First, there's Michael Fountain, who said Bobby Ferguson delivered a thinly-veiled threat to his family if he didn't dismiss littering tickets issued to Ferguson's company.

Schaefer and I broke the littering tickets story a month or so after Kilpatrick took office in 2002. The tickets were significant not so much because Ferguson was Kilpatrick's good buddy, but because he was one of two men Kilpatrick had named a Clean-up Czar. With Ferguson's help, Kilpatrick said, he would scrub the city. The fistful of tickets Fountain, a Detroit cop, had issued for abandoned vehicles and heaps of garbage on Ferguson's property on Military Street in southwest Detroit raised questions about Kilpatrick's choice and his judgment.

Fountain testified Tuesday that he met me, and then Schaefer, in 36th District Court in 2002 after he got the tickets dismissed by telling officials he had written them in error. He also testified that he spoke to us, but only to say no comment.

I can't speak for the veracity of Fountain's account of his encounter with Ferguson.

I can say I don't believe I was in court day that day or ever met Fountain. It's possible he confused me with Schaefer. Even though Schaefer and I are only four years apart -- and bear only a slight resemblance -- my prematurely gray-haired reporting partner was once mistaken for my father. "Your son favors you," an older gent told him one afternoon when we out pounding the pavement. (Boy, did THAT piss Schaefer off!) That doesn't explain, however, why Fountain might think he met both of us.

Additionally, based on my review of our story, it's pretty clear Fountain did speak to Schaefer in court on that day in 2002. And he said more than "no comment."

My second mention came Thursday, when Donna Williams, the former executive director of Vanguard Community Development Corporation, testified about the night in 2008 when Schaefer and I asked how Carlita Kilpatrick happened to get a piece of a $300,000 state grant then-state Rep. Kwame Kilpatrick helped secure for Vanguard in 2000.

Schaefer and I had been trying to confirm the story for years. We finally got the break we needed when one of the Free Press' esteemed state house reporters, Dawson Bell, came up with the missing piece of the puzzle. Bell's reporting confirmed not only that Carlita Kilpatrick and her company had dibs on $75,000 of Vanguard's grant, it showed that she received $100,000 of a $500,000 state grant her husband steered to a non-profit Ferguson founded.

Schaefer and I sat in Williams' living room during the height of the 2008 text message scandal as she told us that Kilpatrick did not force her to hire his wife.

That account differed from her testimony Thursday, when she said Kilpatrick made it clear that if Vanguard wanted the grant, she had no choice but to hire Carlita Kilpatrick and her company, Using Nonviolence to Influence Total Education, Inc.
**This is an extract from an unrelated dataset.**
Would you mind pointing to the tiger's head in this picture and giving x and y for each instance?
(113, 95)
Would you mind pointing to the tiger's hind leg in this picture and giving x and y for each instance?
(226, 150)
(In the end, the future First Lady got only $37,500 because state officials threatened to cut off Vanguard's funding after learning that a lawmaker's wife was in line to get so much of a grant that was meant for arts programming.)  The rest of Williams' testimony -- that she liked Carlita Kilpatrick, but didn't feel that Vanguard got its money's worth out of her -- was consistent with her testimony.

It will be up to the jury to evaluate the significance of the discrepancies between our reports and the testimony they heard. Do Williams and Fountain have an agenda, as defense attorneys implied, or are their memories just a bit off about incidents that happened more than decade ago?

As for me, I don't mind hearing my name mentioned in court -- as long as it's not part of an indictment.